Learning to Fail: How to Make Failing Part of Learning

Failing can be a great teacher, but few sign up for its classes. Our institutions are filled with learners who feel pressured to get high grades, so asking them to fail (and smile while doing it) is a hard sell. So how can we get learners to explore new ideas and extended content, then embrace the failing that often results? In this session you'll learn how an iterative process of problem definition, experimentation, failing, and reflection can produce innovative results regardless of subject matter. We'll explore how to create learning environments where risk-taking is celebrated and where learners end the semester with knowledge that transcends the grading scale.

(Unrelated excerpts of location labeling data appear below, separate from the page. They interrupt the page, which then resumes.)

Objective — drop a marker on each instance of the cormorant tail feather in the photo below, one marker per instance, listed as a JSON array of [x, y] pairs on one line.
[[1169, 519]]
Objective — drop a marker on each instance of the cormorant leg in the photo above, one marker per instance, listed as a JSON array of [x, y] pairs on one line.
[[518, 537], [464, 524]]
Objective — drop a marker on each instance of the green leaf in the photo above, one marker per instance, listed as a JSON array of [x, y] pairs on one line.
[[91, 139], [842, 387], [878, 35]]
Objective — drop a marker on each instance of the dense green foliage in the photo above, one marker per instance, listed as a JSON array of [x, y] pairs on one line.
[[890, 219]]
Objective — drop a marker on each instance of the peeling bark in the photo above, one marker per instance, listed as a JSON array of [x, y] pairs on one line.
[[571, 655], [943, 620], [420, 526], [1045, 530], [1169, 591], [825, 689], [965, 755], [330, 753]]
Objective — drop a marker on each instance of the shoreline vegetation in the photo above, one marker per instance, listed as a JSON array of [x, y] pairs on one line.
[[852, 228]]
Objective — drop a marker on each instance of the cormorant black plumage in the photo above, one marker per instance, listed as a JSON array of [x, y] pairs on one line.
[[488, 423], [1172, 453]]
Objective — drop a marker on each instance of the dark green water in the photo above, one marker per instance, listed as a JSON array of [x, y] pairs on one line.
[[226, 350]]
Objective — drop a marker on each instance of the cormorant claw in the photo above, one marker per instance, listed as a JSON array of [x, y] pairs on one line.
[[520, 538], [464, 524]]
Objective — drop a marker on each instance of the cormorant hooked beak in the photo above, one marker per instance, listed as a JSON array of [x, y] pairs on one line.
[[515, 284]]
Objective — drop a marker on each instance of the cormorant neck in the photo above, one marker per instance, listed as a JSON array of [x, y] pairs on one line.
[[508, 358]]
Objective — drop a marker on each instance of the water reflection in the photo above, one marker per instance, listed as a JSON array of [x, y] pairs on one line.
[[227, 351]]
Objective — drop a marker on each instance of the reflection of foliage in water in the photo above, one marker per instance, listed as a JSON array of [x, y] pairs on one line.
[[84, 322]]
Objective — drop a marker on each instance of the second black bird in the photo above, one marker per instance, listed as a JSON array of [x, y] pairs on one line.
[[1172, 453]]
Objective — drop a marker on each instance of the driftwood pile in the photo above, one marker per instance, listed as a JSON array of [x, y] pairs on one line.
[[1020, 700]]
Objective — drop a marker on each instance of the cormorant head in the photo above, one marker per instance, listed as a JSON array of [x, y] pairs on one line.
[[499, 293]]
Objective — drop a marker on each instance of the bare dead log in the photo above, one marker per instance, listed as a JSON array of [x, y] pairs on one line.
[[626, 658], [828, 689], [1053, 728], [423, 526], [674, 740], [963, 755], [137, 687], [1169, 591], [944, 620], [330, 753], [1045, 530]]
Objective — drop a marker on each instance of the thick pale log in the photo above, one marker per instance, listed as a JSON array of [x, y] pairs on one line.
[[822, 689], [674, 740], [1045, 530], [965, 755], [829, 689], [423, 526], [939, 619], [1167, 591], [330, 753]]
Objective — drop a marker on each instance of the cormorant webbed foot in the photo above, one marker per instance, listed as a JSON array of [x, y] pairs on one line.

Dennis Cheatham is member of the Department of Art in Graphic Design and a faculty affiliate of Armstrong Interactive Media Studies at Miami University in Oxford, Ohio. As a design researcher, his work explores how design thinking, processes, and outcomes affect and are influenced by human perception and behavior in societally systemic problems. His current research is focused on real and perceived barriers that prevent peoples' recording of end-of-life decisions. Dennis applies this transdisciplinary approach to his pedagogy, and he has recently completed research involving the development and testing of learning environments that encourage learner-driven experimentation and inventive outcomes. Prior to his academic appointment, he practiced design professionally for 15 years as a creative director, graphic, interaction, and experience designer. Dennis's work has earned regional and national awards, has been published nationally, and he has presented his research internationally.